Jerry Wexler, who died Friday at the age of 91, brought an extraordinary range of interests to the work of making records, and perhaps for that reason he became one of popular music’s greatest pioneers. Like his friend and fellow blues obsessive John Hammond, Wexler was the right man in the right place at the right time, and it’s safe to say that if Jerry Wexler had never been born, American popular music would have taken a much different course.

As a young journalist under the spell of Ernest Hemingway, James M. Cain and John O’Hara, Wexler coined the term “rhythm and blues” to replace the “race music” term used to ghettoize black music. As a producer and partner in Atlantic Records, Wexler helped turn R&B into a commercial as well as an artistic force. He took young Aretha Franklin, whose career was going down the drain after some jazz-flavored recordings for Columbia Records, and brought out the sound that made her the Queen of Soul: with her first two Wexler-produced singles, “I Never Loved a Man (The Way I Love You)” and “Respect,” Franklin became a superstar. Wexler went on to produce Ray Charles, Solomon Burke and Dusty Springfield, and cultivated a relationship with Memphis-based Stax Records that brought its powerhouse soul music roster to a worldwide audience. Like Ahmet and Nesuhi Ertegun, who invited him to join Atlantic in 1953, Wexler was a hipster with business sense and invincible confidence in his own tastes, and (like the Erteguns) he was usually right.

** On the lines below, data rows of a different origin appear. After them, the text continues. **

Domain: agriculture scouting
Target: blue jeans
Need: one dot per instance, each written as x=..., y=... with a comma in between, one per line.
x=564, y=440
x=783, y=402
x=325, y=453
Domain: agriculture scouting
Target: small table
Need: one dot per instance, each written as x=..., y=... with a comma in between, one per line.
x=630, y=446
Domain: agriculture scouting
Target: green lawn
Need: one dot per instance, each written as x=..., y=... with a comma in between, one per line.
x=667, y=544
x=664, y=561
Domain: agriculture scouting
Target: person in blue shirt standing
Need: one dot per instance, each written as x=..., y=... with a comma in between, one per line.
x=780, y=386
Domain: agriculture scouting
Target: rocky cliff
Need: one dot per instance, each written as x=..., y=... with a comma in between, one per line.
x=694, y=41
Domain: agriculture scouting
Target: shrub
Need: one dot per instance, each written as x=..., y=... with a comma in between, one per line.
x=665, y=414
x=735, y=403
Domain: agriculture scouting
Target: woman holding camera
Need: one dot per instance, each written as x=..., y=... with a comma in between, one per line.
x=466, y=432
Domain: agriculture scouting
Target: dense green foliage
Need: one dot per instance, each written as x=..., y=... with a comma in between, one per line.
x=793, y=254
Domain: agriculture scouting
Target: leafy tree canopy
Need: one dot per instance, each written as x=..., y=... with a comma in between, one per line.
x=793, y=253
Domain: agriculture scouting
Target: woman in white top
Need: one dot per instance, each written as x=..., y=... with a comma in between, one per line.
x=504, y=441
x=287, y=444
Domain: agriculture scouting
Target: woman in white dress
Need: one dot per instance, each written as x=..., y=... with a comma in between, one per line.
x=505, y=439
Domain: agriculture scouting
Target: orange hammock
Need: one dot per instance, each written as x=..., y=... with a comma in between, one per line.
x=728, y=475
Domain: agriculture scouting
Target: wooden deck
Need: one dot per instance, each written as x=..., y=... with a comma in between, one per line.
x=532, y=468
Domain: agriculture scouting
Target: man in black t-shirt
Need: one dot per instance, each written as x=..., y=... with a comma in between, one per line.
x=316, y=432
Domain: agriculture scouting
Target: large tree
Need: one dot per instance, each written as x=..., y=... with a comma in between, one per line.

When Bob Dylan became a born-again Christian in the late Seventies, he abandoned his previous seat-of-the-pants recording philosophy and asked Wexler to produce his first gospel album, Slow Train Coming. Wexler, not knowing the turn in Dylan’s life, was surprised to find himself recording a disc of hellfire Christian ditties:

Naturally, I wanted to do the album in Muscle Shoals — as Bob did — but we decided to prep it in L.A., where Bob lived. That’s when I learned what the songs were about: born-again Christians in the old corral . . . I liked the irony of Bob coming to me, the Wandering Jew, to get the Jesus feel . . . [But] I had no idea he was on this born-again Christian trip until he started to evangelize me. I said, “Bob, you’re dealing with a sixty-two-year-old confirmed Jewish atheist. I’m hopeless. Let’s just make an album.

The work paid off. Slow Train Coming remains one of Dylan’s best sounding records, and the strongest of the gospel works that made everybody’s jaws drop in the early Eighties.

Wexler’s 1993 memoir, Rhythm and the Blues: A Life in American Music, is a long out of print collectors’ item, but worth tracking down for great stories about musicians and the music business.